The Education University is by no means the only higher education institution opening its arms to using generative artificial intelligence at campus.
Neither is the University of Hong Kong, with its restrictive approach in the face of the technology wave that came to global attention following OpenAI's launch of ChatGPT, a controversial AI tool that can write love letters, poems and academic papers after being given short prompts.
EdUHK and HKU are probably two extreme examples as academic communities here and overseas try to grapple with a trend that will continue to accelerate and expand over time with more tools and bots.
Like it or not, we will have to live with it because it won't disappear.
Perhaps many people are imagining how these tools might be used rather than whether they should be used.
Even if it is decided that ChatGPT or other chatbots should not be used, they will still be used to form a part of the academic world and human communities in general.
As they say: "If you can't beat them, join them." This may be a rather passive comparison but it is relevant to some extent. For one, why must we "beat it"in the first place?

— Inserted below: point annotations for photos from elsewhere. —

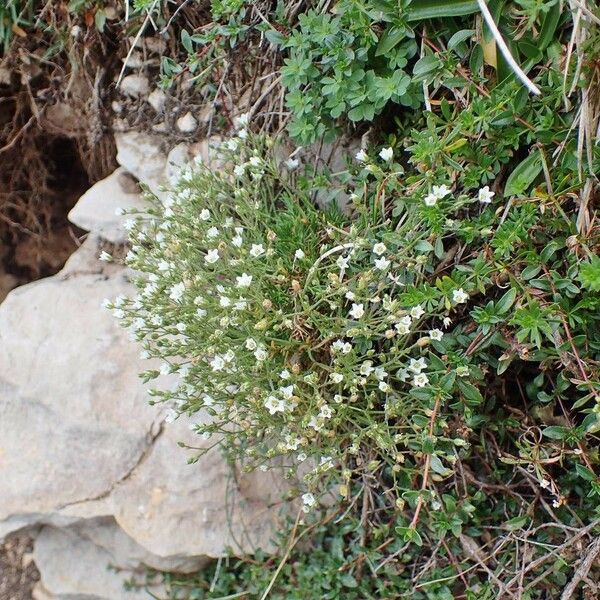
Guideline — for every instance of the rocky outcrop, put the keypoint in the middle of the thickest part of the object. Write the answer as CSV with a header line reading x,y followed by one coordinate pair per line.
x,y
84,460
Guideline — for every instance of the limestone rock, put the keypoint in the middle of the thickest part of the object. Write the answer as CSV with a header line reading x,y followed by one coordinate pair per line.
x,y
79,442
157,100
72,566
187,123
97,209
141,154
135,86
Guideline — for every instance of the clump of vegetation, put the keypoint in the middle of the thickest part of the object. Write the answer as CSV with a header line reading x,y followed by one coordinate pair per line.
x,y
431,354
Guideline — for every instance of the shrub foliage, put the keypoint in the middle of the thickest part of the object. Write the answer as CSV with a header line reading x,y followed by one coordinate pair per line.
x,y
430,353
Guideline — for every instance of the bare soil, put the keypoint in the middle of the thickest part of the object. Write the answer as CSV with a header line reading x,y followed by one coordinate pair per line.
x,y
18,573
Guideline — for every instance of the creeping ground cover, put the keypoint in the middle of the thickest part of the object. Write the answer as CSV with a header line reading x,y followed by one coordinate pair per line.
x,y
411,340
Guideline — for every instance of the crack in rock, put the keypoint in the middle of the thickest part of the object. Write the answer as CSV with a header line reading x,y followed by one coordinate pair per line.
x,y
151,438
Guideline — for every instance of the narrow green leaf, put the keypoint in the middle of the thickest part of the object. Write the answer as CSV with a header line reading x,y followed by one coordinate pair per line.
x,y
556,432
391,37
549,26
506,301
435,9
516,523
585,473
523,175
459,37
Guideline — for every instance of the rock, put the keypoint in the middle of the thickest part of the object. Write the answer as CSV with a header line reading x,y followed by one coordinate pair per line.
x,y
80,448
7,283
160,127
134,61
142,156
135,86
178,157
94,574
157,100
97,209
187,123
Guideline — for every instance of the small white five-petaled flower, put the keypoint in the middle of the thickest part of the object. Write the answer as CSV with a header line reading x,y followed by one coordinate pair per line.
x,y
244,280
362,156
357,311
485,195
212,256
460,296
379,248
386,154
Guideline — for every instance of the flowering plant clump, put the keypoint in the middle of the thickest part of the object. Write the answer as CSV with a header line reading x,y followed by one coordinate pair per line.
x,y
299,334
379,348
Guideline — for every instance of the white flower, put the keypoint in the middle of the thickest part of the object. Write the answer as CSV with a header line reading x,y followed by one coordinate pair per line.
x,y
440,191
342,262
177,291
357,311
386,154
382,263
171,415
420,380
416,312
217,363
212,256
416,366
337,345
308,500
403,374
485,195
242,120
460,296
260,353
403,326
326,412
244,280
361,156
366,368
430,200
256,250
379,248
380,373
274,405
240,304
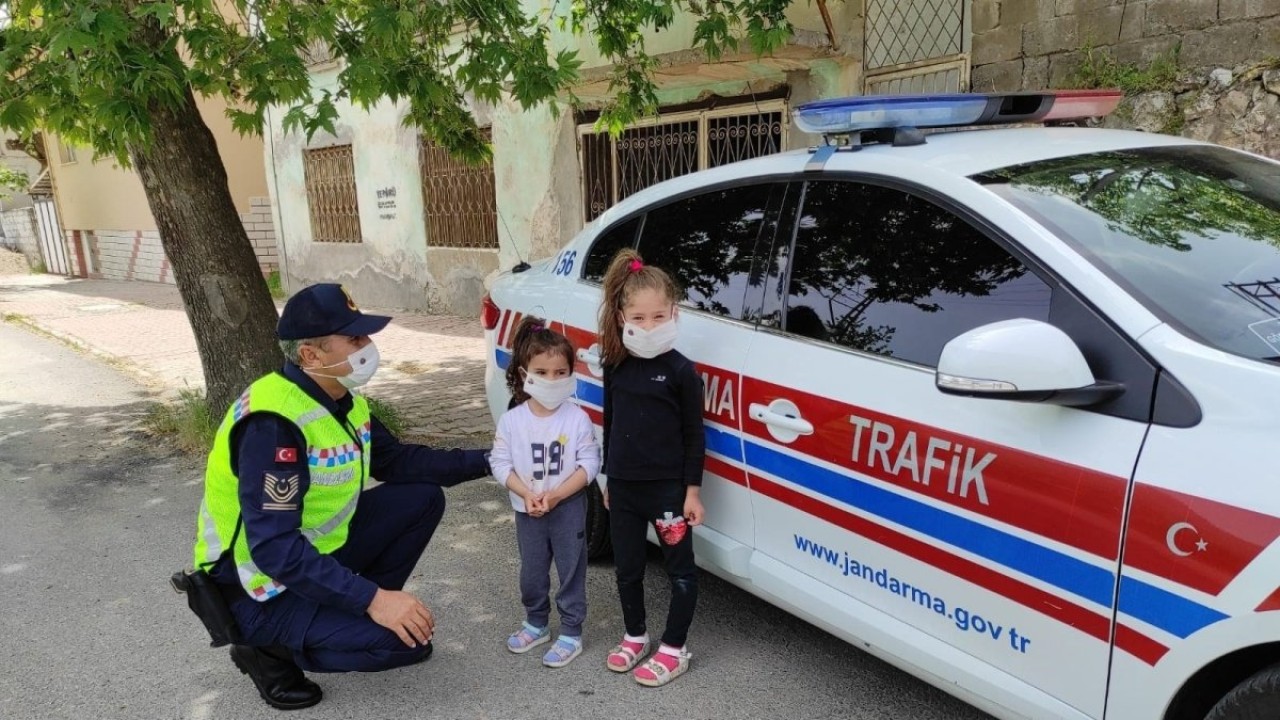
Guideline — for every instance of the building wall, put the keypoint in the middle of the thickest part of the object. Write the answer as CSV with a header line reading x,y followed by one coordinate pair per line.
x,y
137,255
105,215
21,162
389,267
21,235
1038,44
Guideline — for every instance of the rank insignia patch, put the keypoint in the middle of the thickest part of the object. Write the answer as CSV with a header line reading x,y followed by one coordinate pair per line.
x,y
282,493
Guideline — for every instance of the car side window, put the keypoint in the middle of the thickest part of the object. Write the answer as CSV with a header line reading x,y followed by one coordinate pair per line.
x,y
606,246
883,270
708,244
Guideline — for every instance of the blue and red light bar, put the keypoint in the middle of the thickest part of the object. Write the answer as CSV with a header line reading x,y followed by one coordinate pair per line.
x,y
887,112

In higher education communities, "plagiarism" is the single word that has been mentioned the most in all discussions about ChatGPT and similar chatbots.
Since this cannot be overcome, some have resorted to banning it from all student coursework and exam assessments.

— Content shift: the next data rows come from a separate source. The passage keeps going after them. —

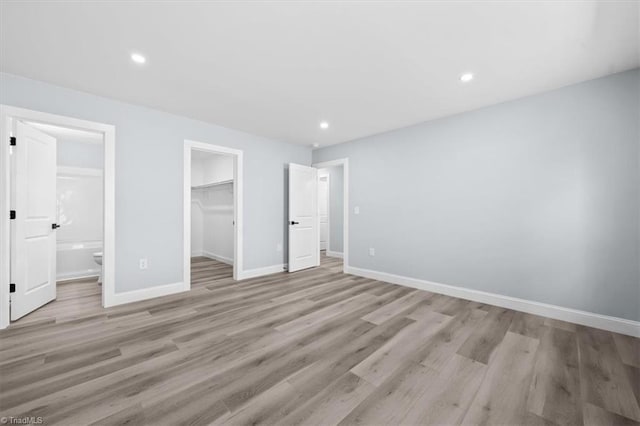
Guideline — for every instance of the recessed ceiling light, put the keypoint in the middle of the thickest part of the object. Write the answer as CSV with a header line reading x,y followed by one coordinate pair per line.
x,y
466,77
138,58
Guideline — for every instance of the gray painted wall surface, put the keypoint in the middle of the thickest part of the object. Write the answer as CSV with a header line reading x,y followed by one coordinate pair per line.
x,y
149,179
336,212
536,198
79,154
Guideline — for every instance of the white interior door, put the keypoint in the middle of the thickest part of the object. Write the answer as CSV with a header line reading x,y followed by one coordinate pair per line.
x,y
33,254
323,210
304,250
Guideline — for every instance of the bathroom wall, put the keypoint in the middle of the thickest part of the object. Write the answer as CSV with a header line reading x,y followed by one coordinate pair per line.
x,y
79,195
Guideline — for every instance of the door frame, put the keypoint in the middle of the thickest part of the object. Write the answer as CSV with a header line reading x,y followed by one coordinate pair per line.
x,y
238,183
7,116
328,201
344,162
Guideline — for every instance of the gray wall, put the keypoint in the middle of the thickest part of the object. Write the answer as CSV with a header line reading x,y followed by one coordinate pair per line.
x,y
336,212
149,179
536,198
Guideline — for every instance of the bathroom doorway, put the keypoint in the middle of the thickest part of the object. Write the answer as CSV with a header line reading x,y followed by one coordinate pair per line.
x,y
58,240
333,213
212,214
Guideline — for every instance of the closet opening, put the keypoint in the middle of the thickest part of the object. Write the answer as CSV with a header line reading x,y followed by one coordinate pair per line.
x,y
212,213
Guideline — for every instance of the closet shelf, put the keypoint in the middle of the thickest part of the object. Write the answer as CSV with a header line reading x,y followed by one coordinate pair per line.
x,y
211,185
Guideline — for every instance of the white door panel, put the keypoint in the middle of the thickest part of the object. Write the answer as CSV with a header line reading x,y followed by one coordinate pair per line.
x,y
303,218
323,210
33,254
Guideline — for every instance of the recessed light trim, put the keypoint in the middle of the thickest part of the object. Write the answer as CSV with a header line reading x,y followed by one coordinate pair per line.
x,y
466,77
138,58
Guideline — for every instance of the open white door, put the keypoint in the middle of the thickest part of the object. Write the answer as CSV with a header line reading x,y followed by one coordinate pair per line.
x,y
33,251
304,251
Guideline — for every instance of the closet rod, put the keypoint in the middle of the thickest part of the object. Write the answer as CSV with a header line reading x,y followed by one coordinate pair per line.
x,y
209,185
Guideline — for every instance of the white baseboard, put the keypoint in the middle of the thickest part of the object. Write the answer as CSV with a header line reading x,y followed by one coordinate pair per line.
x,y
259,272
338,254
604,322
217,257
78,275
147,293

Although HKU has adopted this response, its restriction is temporary before it arrives at a policy following a rigorous campus-wide discussion.
EdUHK is going the opposite direction, embracing generative AI and encouraging students to use ChatGPT and the like as long as they can use these tools in a responsible way.
In EdUHK's case, the key word is "responsible" - the question is, how can this be achieved?
The university that trains most of the city's teachers seems over confident that its guidance can provide adequate cover for learning from the dark side of the technology.
Other universities in Hong Kong have been responding to the technology revolution in various ways. As they seek a route that taps the benefits these technological breakthroughs offer, they are also looking at ways of protecting academic integrity from their improper use.
In the United States, more than 6,000 academic staff from prominent universities - including Harvard, Yale and Rhode Island - have reportedly signed up to use detector GPTZero, a Princeton University-created program claimed to be able to detect AI-generated text quickly.
Meanwhile, some universities have also resorted to redesigning courses to put greater emphasis on oral exams, group work and handwritten papers.
Whichever way it is heading, a major shift is taking place in the way higher education is designed and delivered.
In classrooms, teachers and students are facing a tug of war between human and artificial intelligence.
It is predictable that, at the end of the day, human and artificial intelligence will have to co-exist with each other, in a similar way we are living with Covid.